Many of her essays have kernels of personal offerings. A walk with her daughter in her old London neighbourhood leads to a plea for public libraries. A vodka-riddled return to her apartment in New York leads to a philosophical exploration of what it might be to be a corpse, which leads to thoughts on abstractionism, Rothko, ‘memento mori’, Warhol, Auden and on and on. We meet the 15-year-old Zadie who knocked a girl out for kissing a boy she had a crush on (and find out this was the subliminally motivated centrepiece for her novel On Beauty ). We meet Zadie going off to Cambridge with her poster of Flaming June by Frederic Lord Leighton, bucking the popular choices of her time — Klimt’s The Kiss or Matisse’s Blue Nude , firm in her love for redheads and the desire to live for art. We see Zadie and her elderly father blinking at the zeros on her first book contract, setting off on a Grand Tour that they can finally afford, only to struggle with the disappointments of tourism — the rooms without a view, and how it is that wherever you try to go in Florence, you end up at the Duomo, which always seems to be changing its location.

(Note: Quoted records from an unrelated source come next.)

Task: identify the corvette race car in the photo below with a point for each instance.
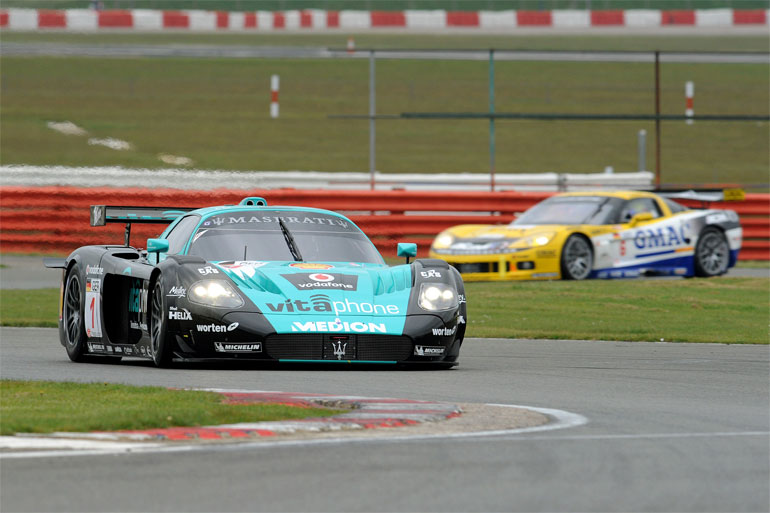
(285, 284)
(597, 235)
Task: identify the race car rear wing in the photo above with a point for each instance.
(705, 196)
(103, 214)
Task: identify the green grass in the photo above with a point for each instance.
(34, 307)
(45, 407)
(215, 111)
(726, 310)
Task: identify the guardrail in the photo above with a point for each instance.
(56, 219)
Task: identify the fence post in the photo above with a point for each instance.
(372, 128)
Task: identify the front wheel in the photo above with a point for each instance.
(712, 254)
(160, 344)
(576, 258)
(73, 331)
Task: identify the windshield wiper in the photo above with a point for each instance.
(290, 241)
(596, 210)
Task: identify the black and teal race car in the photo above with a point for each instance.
(250, 281)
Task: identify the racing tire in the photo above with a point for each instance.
(73, 329)
(160, 346)
(712, 253)
(577, 258)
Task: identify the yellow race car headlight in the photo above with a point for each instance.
(533, 241)
(443, 241)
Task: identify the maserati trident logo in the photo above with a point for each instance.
(339, 349)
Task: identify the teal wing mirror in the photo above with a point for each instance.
(157, 245)
(407, 249)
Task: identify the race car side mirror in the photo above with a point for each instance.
(407, 249)
(641, 217)
(157, 245)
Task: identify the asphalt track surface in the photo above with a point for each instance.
(671, 427)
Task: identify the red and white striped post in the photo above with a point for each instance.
(274, 82)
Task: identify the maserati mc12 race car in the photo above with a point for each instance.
(249, 281)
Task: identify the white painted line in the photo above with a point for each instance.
(561, 420)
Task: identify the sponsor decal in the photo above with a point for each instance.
(248, 268)
(444, 332)
(137, 298)
(216, 328)
(429, 350)
(244, 347)
(308, 267)
(93, 308)
(98, 216)
(323, 281)
(322, 303)
(176, 314)
(660, 238)
(338, 326)
(719, 217)
(137, 325)
(339, 348)
(236, 219)
(94, 285)
(177, 292)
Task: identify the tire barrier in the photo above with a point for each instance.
(56, 219)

These personal offerings are important acts of intimacy because they allow her to make wild reaches into big questions of aesthetics, identity, philosophy. And we readers follow, because she has whispered in our ear.

 

 

What makes Smith’s voice so compelling isn’t just this intimacy but her ability to realise human limitations, especially her own. Whether it involves going from Joni Mitchell–hating pilgrim to Joni Mitchell–weeper, or getting over her moral queasiness over using the first person in novels. Or even, changing her mind about being photographed in pretty clothes for magazines. There is the underlying radical idea that in human limitation lies the possibility of freedom.

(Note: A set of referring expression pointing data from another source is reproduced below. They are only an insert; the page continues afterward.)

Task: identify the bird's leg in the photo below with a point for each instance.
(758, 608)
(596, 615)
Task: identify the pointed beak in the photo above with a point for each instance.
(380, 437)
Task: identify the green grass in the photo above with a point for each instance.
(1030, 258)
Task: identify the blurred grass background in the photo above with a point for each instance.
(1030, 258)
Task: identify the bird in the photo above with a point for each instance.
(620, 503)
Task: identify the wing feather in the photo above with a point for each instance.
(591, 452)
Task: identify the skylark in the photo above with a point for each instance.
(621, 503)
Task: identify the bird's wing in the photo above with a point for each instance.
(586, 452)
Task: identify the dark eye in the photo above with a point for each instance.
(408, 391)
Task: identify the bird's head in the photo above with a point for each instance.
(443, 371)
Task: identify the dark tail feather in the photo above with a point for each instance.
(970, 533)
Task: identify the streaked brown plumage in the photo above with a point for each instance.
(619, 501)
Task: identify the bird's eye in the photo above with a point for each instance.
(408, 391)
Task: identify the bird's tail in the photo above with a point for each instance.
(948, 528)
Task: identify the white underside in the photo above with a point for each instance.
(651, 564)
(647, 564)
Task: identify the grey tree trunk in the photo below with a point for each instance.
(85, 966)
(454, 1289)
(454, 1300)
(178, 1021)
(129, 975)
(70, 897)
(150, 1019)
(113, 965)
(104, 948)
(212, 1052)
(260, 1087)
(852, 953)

In this, you sense a person alive to the world — bristling, open, delighting in risk-taking. You can almost hear the gears in her brain clicking with glee on the realisation that Bieber and Buber are the alternative spellings of the same German surname. As she says in her footnote: “Who am I to ignore these hints from the universe?”

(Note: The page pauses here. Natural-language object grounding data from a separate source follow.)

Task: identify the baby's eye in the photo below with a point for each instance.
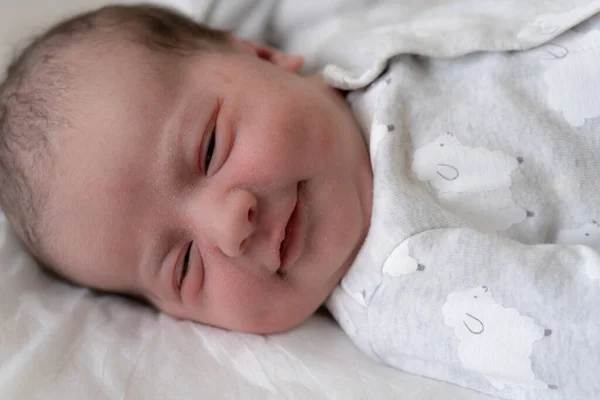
(182, 271)
(210, 150)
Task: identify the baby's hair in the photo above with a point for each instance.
(38, 82)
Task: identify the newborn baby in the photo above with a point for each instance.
(144, 154)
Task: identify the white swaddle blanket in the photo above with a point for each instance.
(481, 266)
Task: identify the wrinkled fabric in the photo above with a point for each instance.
(481, 266)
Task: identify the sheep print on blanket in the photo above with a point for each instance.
(481, 267)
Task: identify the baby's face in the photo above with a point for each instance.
(226, 189)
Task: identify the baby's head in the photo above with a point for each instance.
(144, 154)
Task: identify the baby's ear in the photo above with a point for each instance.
(288, 62)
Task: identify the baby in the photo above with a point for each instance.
(145, 154)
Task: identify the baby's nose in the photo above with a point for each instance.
(237, 222)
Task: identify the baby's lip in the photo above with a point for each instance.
(292, 244)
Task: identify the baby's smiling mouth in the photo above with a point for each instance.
(291, 246)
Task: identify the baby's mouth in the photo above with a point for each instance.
(290, 247)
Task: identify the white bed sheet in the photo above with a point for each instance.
(62, 342)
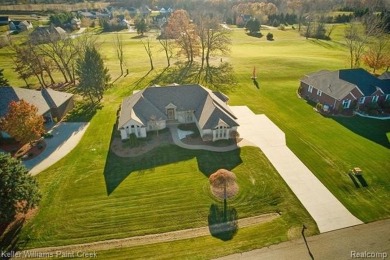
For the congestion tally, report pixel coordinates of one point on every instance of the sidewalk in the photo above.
(371, 240)
(325, 209)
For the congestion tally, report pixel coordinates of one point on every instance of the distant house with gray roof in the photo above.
(45, 34)
(52, 105)
(155, 107)
(343, 89)
(20, 25)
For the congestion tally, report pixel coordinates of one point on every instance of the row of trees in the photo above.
(72, 58)
(368, 41)
(203, 38)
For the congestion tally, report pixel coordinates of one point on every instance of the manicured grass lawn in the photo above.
(86, 197)
(91, 192)
(205, 247)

It’s this earnestness matched with the capacious wide-angled view with which Smith sees the world, despite all the crumbling, that propels her curiosity. Who else has the audacity to compare Prince to Keats, Michael Jackson to Byron? Who else is going to jump from The Polar Express to Schopenhauer’s On the Suffering of the World ? Multiculturalism, which has been Smith’s great project since White Teeth , are central to these essays. Enshrined in them is the glory of cultural hotchpotchness — the pop, the profound and the Prozac, all snuggled up together.

 

 

These essays were written during the Obama years, and the multicultural dream Smith writes of has since been fairly shredded. Rather than point fingers at other peoples’ narrowness though, she points first to herself. Here is Zadie walking around a record shop in Canada, depressed by her ignorance. Here is Zadie at a dinner party seated next to a woman who has children and knows a lot about novels and French wine and Renaissance painters and The English Civil War, and she thinks, Where does she find the time? Here is Zadie with her best friend Sarah — their kids running crazily around the house while they get slowly pissed on a bottle of white wine, falling through an Alice in Wonderland looking glass–type “retrospective swirl” about her own mother and what her concerns might have been. Because now she has become that woman who, when the kids get on her nerves, goes silent and stares at a wall because she just can’t take one more second of it.

It’s a truthfulness and vulnerability writers rarely reveal. Which is why, although I would like to extend a deep and gracious bow to Ms Smith, I offer only a casual genuflection, because, as she has so wisely said: “The worst possible thing for an artist is to exist as a feature of somebody else’s epiphany.”